Our hotel was quiet as a tomb when I slipped downstairs at 7:30. No lights were on save one lamp in the kitchen where señora was finishing folding our laundry. I retreated unnoticed so as not to interrupt her work. About 20 minutes later I ventured downstairs again. Still no lights. Señora was rounding the corner with a stack of laundry and we exchanged pleasantries. I scooted with the laundry so as not to delay our departure and she added breakfast now or later. Definitely now, as day was breaking and first light looked promising. Time to hit the trail so to speak. We finally munched our way through tostadas and coffee, and made it out the door at 9:00 ready for another day in the Basque Country. The overnight rain disappeared as we set out. It was close to 40 F and the air was quite still. Perfect. Taking a turn around I marveled at this beautiful countryside and reminded myself how fortunate Robin and I are to be in this place at this time. But, it was time to go to work, so off we went chugging uphill from the first step.

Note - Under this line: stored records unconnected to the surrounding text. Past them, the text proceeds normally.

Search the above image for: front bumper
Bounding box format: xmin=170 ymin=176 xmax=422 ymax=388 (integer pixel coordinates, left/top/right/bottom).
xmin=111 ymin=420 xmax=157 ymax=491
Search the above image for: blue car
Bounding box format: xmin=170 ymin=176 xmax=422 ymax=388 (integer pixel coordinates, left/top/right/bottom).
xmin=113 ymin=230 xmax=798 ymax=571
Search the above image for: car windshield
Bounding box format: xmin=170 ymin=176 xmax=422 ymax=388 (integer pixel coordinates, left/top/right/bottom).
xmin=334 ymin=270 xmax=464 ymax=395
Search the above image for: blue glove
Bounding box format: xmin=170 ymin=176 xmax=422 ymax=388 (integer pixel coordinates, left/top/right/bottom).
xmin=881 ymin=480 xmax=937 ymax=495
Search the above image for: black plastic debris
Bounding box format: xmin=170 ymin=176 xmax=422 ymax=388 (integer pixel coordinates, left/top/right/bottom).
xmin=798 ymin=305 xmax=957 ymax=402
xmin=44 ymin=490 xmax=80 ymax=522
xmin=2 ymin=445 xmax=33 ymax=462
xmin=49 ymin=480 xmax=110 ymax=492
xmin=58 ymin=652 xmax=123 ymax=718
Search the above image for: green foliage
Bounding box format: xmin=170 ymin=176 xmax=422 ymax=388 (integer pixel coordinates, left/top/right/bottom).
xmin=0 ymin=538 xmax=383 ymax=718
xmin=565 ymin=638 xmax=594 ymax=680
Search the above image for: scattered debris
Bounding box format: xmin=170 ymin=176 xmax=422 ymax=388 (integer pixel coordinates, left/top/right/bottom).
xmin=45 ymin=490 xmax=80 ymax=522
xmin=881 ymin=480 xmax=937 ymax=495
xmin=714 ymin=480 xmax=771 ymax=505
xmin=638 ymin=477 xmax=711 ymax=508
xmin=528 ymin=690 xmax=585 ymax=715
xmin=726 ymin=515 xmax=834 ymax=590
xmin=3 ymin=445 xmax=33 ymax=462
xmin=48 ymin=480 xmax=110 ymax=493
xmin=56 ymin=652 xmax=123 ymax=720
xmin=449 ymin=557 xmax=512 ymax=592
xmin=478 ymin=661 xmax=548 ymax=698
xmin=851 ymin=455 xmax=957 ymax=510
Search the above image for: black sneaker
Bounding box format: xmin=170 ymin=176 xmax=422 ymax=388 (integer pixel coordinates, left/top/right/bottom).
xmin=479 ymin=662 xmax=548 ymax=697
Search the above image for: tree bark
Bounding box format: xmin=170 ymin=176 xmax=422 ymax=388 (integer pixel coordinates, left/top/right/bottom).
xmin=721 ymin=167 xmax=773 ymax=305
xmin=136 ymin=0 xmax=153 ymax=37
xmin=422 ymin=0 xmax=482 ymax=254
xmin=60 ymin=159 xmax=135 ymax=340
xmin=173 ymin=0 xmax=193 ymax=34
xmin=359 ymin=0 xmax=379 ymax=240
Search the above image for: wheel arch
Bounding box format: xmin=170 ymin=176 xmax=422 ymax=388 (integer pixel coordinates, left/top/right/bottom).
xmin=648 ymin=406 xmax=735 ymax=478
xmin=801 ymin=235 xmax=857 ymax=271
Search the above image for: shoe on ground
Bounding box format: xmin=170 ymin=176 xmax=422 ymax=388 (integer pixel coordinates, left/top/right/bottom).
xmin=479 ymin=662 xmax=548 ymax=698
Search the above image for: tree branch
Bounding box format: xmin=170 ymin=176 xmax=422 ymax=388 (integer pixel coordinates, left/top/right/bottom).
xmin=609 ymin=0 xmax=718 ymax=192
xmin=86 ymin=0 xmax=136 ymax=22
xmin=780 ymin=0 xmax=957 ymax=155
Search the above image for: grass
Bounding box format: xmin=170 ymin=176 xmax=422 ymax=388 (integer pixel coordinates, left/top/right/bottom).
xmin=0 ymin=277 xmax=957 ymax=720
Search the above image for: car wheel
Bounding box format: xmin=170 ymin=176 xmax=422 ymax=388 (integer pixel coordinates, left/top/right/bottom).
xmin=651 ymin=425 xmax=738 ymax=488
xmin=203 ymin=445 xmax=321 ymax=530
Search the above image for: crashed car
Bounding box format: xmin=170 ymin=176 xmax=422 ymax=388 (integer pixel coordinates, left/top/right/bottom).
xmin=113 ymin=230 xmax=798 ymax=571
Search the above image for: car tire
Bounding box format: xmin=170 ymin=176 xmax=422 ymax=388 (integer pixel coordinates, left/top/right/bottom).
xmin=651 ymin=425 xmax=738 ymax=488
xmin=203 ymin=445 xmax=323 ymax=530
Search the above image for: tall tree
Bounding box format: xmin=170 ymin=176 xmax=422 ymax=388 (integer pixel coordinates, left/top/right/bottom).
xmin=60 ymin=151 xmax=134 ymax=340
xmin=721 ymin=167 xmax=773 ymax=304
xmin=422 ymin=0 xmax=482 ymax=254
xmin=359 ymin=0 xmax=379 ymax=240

The place where Rodrigo, a local shepherd, encountered the Virgin Mary

Today's highest elevation gained was about 2000 feet. It was a steady moderate climb that steepened towards the summit. It was slow going approaching the summit, but nothing like yesterday. On top the temperature had dropped to 30 F. We set off following a well marked trail that eventually connected with a nice gravel road, that changed to a paved one that led directly to Araia. We saw one day hiker on our way up to the summit, and two more hours later coming up from Araia. No fellow pilgrims in the neighborhood. The traverse along the upper section of today's walk started in rock studded meadows, and then transitioned into woodlands. Light snow started to fall shortly after reaching the summit. It came and went as the kilometers passed by. At one point I could see fog clinging to the valley slopes to our right. Occasionally light winds would push the fog upslope until it spilled over across our path threatening to close in on us. But, it had second thoughts and gradually slipped back into the valley below. By now the snow started to thicken, and before long we had a nice moderate snowfall going on. Onward we pushed confident we knew where we were going (and it turned out we did). At one point there is a deviation you can take that brings hikers off the gravel road and onto a forest path that also leads to Araia. At this point I realized that the gps track I had only followed the gravel road. There was nothing that covered the forest path. I had read comments on the Camino Ignaciano website that said it was easy to get lost on this path. Our decision was made once the weather started to act up. We would trust the road versus taking our chances in the woods.

Easy going at first


The day played out quite well. The snow eventually faded to a light rain and then dried up. The gravel road true to its reputation led us straight to Araia, and a very nice bar with a crackling fire in the hearth. What more could a pilgrim ask for. But wait. We could not find lodging in Araia so we booked into a truck stop hotel in the town of San Roman, 3.5 K from Araia. The owner of the bar agreed to give us a lift. So after coffee and a bit of warming up off went the three of us for the short hop to San Roman. What a nice guy. As it turns out the truck stop hotel was perfect. Clean, modern, a heating system that works and you can actually control, a restaurant that is basically open all the time, and a washer and dryer. We are now off to the bar with our laundry sack in tow. Another gorgeous day on the Camino Ignaciano under our belt.

Starting to steepen
Looking back on the way up
On top
On the traverse
Rocks to keep the roof tiles from blowing away
Fogging up
A Camino de Santiago route in this area






  1. Glad to learn that all is off to good start and that you have heat.

  2. Robin and John, sharing your thoughts and photos in present and past blogs have inspired me to explore the possibility of the Camino for myself. Thank you and safe travels!